News Column

Patent Issued for Microphone-Array-Based Speech Recognition System and Method

June 17, 2014



By a News Reporter-Staff News Editor at Journal of Technology -- A patent by the inventor Liao, Hsien-Cheng (Taipei, TW), filed on October 12, 2011, was published online on June 3, 2014, according to news reporting originating from Alexandria, Virginia, by VerticalNews correspondents.

Patent number 8744849 is assigned to Industrial Technology Research Institute (Hsinchu, TW).

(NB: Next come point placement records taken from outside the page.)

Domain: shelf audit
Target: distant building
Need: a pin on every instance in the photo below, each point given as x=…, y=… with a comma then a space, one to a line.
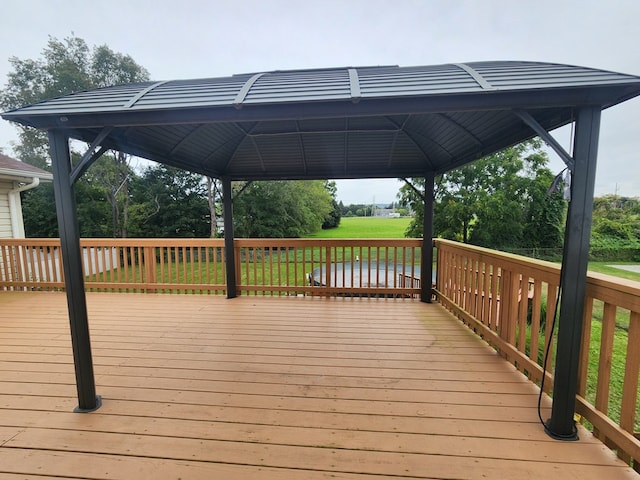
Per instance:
x=16, y=177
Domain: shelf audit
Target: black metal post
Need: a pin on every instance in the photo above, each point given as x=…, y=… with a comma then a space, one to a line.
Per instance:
x=561, y=425
x=426, y=264
x=73, y=275
x=229, y=247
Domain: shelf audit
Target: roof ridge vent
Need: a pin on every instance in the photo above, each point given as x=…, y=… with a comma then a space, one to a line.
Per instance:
x=244, y=91
x=142, y=93
x=480, y=80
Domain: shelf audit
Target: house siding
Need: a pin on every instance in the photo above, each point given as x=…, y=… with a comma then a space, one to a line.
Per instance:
x=5, y=218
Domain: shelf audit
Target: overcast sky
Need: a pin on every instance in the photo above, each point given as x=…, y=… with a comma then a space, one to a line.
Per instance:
x=211, y=38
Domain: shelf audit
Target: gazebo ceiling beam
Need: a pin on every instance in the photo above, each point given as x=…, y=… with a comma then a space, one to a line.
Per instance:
x=527, y=118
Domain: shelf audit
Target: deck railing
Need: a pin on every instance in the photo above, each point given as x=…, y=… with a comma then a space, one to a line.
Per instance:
x=263, y=266
x=507, y=299
x=510, y=301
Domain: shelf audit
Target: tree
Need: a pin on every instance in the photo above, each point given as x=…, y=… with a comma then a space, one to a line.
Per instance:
x=333, y=218
x=169, y=202
x=280, y=209
x=499, y=201
x=68, y=66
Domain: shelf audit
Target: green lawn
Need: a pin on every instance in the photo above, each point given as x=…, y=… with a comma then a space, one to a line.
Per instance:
x=366, y=227
x=605, y=267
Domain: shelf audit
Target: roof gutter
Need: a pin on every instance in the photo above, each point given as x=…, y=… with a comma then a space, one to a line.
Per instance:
x=15, y=213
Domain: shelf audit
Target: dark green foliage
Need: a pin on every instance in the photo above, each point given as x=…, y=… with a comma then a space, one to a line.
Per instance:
x=169, y=202
x=39, y=212
x=65, y=66
x=615, y=233
x=279, y=209
x=332, y=220
x=498, y=202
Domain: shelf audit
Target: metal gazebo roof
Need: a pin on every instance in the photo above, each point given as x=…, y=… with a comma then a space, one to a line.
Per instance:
x=384, y=121
x=340, y=123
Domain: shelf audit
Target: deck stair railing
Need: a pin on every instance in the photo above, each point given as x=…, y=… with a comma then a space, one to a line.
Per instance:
x=510, y=301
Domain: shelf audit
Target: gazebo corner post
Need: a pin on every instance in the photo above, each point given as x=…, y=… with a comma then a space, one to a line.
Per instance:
x=561, y=425
x=229, y=244
x=426, y=261
x=71, y=256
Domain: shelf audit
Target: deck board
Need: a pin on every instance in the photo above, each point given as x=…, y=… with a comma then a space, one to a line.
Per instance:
x=271, y=388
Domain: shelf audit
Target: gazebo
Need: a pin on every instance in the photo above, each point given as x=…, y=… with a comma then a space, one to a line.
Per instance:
x=353, y=122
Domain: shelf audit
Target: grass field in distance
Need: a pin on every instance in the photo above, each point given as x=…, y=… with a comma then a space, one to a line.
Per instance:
x=366, y=227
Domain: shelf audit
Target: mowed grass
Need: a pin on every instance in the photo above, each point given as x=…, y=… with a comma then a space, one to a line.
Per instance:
x=366, y=227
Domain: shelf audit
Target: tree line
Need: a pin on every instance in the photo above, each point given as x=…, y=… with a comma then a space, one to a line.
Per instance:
x=116, y=200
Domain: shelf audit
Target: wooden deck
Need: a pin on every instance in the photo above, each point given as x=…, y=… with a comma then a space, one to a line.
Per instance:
x=271, y=388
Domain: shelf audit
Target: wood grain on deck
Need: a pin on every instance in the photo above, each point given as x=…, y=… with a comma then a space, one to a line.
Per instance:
x=271, y=388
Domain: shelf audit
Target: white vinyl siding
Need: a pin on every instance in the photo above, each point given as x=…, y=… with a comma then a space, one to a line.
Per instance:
x=5, y=218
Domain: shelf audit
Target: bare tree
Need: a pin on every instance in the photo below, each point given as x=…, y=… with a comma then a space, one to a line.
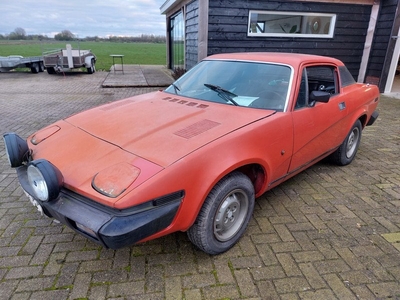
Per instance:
x=18, y=34
x=64, y=35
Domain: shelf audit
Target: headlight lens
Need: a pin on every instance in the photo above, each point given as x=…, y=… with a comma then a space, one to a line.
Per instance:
x=16, y=149
x=45, y=179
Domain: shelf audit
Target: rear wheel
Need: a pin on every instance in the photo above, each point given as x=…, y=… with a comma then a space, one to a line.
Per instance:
x=224, y=215
x=345, y=154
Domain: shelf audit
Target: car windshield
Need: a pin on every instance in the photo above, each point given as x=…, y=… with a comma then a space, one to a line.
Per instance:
x=250, y=84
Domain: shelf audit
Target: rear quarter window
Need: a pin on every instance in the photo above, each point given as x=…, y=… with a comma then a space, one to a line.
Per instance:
x=346, y=78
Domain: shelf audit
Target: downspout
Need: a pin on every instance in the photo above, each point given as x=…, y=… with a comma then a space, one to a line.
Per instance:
x=392, y=54
x=202, y=50
x=368, y=41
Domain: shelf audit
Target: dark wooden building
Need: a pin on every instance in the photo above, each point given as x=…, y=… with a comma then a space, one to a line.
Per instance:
x=362, y=33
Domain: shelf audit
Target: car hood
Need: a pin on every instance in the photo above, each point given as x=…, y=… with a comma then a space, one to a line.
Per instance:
x=163, y=128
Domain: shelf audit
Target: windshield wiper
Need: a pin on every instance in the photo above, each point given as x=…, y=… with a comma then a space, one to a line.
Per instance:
x=176, y=88
x=223, y=93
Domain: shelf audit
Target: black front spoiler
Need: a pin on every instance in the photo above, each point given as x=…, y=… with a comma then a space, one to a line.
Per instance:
x=112, y=228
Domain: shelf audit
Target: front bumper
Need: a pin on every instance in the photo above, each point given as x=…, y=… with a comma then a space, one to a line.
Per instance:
x=109, y=227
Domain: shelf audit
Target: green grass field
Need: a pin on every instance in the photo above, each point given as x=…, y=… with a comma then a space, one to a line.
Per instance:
x=134, y=53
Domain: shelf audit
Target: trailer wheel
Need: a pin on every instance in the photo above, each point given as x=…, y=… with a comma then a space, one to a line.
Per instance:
x=92, y=68
x=51, y=70
x=35, y=68
x=41, y=67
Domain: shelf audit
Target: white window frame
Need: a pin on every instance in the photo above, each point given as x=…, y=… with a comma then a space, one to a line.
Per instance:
x=313, y=19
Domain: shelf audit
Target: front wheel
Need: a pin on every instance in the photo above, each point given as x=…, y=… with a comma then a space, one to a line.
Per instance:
x=35, y=68
x=92, y=67
x=224, y=215
x=345, y=154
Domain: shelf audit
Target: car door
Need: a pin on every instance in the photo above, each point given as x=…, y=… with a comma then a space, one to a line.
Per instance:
x=316, y=126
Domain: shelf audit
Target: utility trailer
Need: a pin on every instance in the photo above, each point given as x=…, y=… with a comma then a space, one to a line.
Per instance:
x=57, y=60
x=35, y=63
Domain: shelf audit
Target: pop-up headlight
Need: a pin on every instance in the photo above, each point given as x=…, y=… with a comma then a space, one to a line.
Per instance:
x=114, y=180
x=45, y=179
x=16, y=149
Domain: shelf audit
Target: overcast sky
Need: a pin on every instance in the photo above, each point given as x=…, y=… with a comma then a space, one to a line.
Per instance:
x=83, y=17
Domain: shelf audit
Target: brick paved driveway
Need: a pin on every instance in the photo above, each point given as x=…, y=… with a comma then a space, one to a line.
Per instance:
x=329, y=233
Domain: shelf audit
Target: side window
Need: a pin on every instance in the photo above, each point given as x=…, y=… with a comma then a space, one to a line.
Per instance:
x=302, y=98
x=322, y=78
x=317, y=78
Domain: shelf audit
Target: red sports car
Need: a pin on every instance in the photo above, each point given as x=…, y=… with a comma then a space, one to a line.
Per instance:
x=195, y=156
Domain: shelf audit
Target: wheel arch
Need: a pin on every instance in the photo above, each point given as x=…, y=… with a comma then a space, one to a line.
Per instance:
x=255, y=171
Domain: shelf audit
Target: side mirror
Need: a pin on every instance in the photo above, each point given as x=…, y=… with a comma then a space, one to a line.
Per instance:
x=318, y=96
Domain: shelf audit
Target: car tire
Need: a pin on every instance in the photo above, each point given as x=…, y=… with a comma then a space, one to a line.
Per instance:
x=35, y=68
x=41, y=67
x=92, y=67
x=225, y=214
x=51, y=70
x=346, y=152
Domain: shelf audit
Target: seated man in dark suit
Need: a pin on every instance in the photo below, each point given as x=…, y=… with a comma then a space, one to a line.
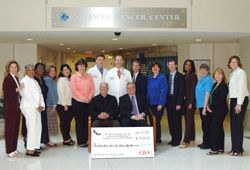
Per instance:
x=104, y=109
x=133, y=108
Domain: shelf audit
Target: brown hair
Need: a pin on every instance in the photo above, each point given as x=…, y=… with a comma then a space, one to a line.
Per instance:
x=234, y=57
x=81, y=61
x=7, y=66
x=155, y=63
x=220, y=71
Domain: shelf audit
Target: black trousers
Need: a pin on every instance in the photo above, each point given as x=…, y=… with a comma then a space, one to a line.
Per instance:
x=65, y=121
x=45, y=133
x=127, y=122
x=80, y=111
x=158, y=116
x=189, y=125
x=206, y=126
x=237, y=124
x=105, y=123
x=216, y=130
x=174, y=121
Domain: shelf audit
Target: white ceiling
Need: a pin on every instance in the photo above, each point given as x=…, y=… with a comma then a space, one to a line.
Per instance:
x=97, y=41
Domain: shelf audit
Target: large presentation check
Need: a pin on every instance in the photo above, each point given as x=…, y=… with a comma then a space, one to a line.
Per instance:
x=121, y=142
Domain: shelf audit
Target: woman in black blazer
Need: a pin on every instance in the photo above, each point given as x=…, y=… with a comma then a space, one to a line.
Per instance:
x=218, y=110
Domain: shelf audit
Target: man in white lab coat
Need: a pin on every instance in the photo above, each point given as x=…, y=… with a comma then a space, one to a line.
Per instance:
x=98, y=72
x=117, y=78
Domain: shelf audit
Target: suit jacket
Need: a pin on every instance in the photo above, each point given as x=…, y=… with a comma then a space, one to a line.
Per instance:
x=190, y=84
x=126, y=107
x=11, y=97
x=219, y=98
x=179, y=89
x=141, y=84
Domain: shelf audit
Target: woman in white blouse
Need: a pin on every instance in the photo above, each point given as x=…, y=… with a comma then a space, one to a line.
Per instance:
x=238, y=95
x=64, y=103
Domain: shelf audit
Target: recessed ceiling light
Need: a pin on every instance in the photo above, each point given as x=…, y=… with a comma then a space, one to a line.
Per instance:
x=198, y=39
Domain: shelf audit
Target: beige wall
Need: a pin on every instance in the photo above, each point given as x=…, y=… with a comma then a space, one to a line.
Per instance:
x=22, y=53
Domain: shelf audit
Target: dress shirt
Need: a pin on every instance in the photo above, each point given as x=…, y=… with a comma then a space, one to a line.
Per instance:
x=172, y=82
x=238, y=85
x=100, y=104
x=64, y=92
x=82, y=86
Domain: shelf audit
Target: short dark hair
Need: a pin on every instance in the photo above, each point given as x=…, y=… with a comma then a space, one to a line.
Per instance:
x=155, y=63
x=234, y=57
x=204, y=66
x=40, y=64
x=61, y=69
x=100, y=55
x=81, y=61
x=136, y=61
x=171, y=60
x=7, y=67
x=119, y=56
x=192, y=66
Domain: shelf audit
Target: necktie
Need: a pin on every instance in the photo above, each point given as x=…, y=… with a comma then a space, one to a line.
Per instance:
x=134, y=105
x=119, y=74
x=170, y=83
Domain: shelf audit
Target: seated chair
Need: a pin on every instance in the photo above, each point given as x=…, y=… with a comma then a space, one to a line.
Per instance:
x=89, y=130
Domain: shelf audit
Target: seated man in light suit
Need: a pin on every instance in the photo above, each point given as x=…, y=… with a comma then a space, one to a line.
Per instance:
x=104, y=108
x=133, y=108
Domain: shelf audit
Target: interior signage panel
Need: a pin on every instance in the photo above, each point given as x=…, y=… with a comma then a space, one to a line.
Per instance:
x=114, y=17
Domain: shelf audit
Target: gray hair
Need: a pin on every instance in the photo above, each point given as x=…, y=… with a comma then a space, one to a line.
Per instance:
x=27, y=66
x=129, y=83
x=104, y=83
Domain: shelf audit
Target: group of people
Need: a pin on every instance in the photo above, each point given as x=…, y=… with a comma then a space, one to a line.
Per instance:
x=118, y=98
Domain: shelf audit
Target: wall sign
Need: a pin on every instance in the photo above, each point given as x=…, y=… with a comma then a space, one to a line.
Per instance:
x=122, y=142
x=114, y=17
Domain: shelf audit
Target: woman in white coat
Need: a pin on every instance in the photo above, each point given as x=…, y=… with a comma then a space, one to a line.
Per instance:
x=117, y=78
x=98, y=72
x=32, y=104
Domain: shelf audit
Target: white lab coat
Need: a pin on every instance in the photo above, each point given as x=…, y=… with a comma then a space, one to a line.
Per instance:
x=32, y=98
x=117, y=86
x=97, y=77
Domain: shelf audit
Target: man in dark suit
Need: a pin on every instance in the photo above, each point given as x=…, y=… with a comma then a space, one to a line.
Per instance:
x=133, y=108
x=139, y=79
x=104, y=108
x=175, y=98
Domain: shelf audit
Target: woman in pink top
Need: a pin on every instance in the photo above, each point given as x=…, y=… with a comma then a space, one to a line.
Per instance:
x=83, y=88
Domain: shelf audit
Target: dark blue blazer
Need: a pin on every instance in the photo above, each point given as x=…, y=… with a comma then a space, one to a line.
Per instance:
x=141, y=85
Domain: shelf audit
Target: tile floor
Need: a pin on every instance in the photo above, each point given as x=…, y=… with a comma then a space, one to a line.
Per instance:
x=166, y=157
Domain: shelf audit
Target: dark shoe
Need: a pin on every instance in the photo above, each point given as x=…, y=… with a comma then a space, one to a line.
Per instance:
x=212, y=153
x=84, y=145
x=175, y=143
x=203, y=146
x=70, y=143
x=35, y=154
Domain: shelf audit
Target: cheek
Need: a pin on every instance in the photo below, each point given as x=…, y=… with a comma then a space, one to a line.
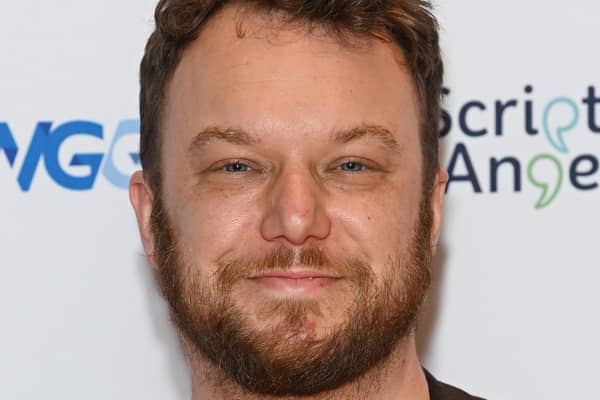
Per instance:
x=381, y=225
x=211, y=226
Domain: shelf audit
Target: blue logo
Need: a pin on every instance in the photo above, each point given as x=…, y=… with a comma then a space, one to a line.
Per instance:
x=46, y=143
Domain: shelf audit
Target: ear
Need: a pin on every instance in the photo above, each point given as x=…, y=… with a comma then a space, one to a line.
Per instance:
x=437, y=204
x=141, y=199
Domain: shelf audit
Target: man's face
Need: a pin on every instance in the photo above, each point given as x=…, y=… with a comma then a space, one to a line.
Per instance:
x=290, y=230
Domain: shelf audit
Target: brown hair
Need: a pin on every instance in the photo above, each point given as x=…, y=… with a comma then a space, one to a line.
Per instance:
x=408, y=23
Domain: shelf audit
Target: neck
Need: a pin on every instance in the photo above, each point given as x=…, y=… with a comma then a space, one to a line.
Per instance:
x=398, y=377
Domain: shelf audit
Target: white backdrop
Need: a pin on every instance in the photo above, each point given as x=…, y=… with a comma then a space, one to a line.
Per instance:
x=513, y=311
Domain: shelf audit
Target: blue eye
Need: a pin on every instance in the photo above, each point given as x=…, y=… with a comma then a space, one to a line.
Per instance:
x=352, y=166
x=236, y=167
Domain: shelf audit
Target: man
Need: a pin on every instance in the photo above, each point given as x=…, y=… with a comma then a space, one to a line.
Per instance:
x=291, y=198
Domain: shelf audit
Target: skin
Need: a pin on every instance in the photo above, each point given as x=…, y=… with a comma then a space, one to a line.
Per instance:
x=291, y=91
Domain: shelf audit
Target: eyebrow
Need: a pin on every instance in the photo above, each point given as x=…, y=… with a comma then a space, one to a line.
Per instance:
x=240, y=137
x=380, y=133
x=229, y=135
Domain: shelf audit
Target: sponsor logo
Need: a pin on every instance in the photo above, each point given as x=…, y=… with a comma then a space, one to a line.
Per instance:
x=558, y=122
x=46, y=144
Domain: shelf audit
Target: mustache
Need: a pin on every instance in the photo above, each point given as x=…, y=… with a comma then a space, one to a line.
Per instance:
x=353, y=268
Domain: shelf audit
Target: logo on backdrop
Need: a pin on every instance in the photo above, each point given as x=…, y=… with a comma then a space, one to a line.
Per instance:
x=562, y=118
x=47, y=141
x=557, y=123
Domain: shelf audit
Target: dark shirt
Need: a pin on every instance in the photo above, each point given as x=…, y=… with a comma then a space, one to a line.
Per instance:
x=441, y=391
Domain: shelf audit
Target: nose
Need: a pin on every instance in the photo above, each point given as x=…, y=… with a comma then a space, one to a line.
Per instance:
x=295, y=212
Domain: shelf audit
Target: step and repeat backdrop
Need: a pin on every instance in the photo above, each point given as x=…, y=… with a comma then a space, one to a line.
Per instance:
x=513, y=313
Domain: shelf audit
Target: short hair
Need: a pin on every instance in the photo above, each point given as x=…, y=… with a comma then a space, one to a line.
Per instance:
x=409, y=24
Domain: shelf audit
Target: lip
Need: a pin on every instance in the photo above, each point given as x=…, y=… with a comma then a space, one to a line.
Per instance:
x=295, y=274
x=295, y=282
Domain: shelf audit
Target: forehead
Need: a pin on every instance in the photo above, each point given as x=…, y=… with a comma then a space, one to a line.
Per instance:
x=277, y=79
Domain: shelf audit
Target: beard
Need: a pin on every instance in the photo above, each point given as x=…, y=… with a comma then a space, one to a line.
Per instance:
x=287, y=356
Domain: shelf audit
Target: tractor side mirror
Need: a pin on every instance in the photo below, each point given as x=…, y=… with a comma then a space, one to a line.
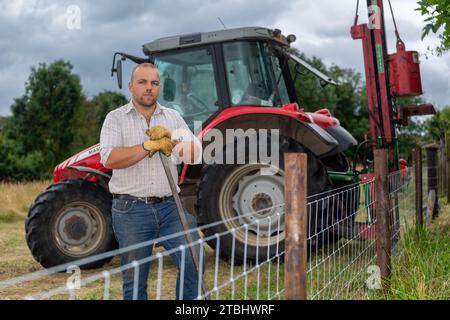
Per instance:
x=119, y=73
x=169, y=89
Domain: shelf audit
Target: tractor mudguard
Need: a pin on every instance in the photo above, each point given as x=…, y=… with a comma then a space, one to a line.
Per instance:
x=87, y=173
x=310, y=135
x=344, y=138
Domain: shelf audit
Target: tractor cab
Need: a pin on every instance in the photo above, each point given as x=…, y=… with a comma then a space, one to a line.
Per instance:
x=203, y=73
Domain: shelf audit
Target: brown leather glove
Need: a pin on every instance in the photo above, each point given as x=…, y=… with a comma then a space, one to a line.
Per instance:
x=165, y=145
x=158, y=132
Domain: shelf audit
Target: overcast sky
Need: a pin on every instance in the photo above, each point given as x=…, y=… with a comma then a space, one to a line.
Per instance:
x=35, y=31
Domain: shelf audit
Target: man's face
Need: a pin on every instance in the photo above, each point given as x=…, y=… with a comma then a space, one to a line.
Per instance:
x=145, y=86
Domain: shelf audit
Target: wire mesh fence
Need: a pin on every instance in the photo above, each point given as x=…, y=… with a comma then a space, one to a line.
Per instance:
x=242, y=262
x=251, y=272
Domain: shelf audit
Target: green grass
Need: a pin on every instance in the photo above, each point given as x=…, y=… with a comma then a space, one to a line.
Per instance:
x=421, y=270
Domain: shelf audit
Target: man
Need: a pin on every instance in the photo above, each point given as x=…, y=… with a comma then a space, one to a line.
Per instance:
x=143, y=207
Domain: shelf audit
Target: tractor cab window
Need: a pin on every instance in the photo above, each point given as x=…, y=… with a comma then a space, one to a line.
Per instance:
x=188, y=84
x=254, y=75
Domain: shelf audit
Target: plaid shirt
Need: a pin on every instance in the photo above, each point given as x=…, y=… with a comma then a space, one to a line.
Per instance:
x=125, y=127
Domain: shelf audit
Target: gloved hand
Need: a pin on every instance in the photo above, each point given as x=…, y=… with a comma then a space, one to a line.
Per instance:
x=165, y=145
x=158, y=132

The following quote was obtained by the news editors from the background information supplied by the inventors: "Recently users of mobile devices such as flat panel computer, cellular phone increase dramatically, vehicle electronics and robotics are also developing rapidly. The speech applications of these areas may be seen growing in near future. Google's Nexus One and Motorola's Droid introduce active noise cancellation (ANC) technology to the mobile phone market, improve the input of speech applications, and make the back-end speech recognition or its application performing better, so that users may get better experience. In recent years, more mobile phone manufacturers are also actively involved in research of noise cancellation technology.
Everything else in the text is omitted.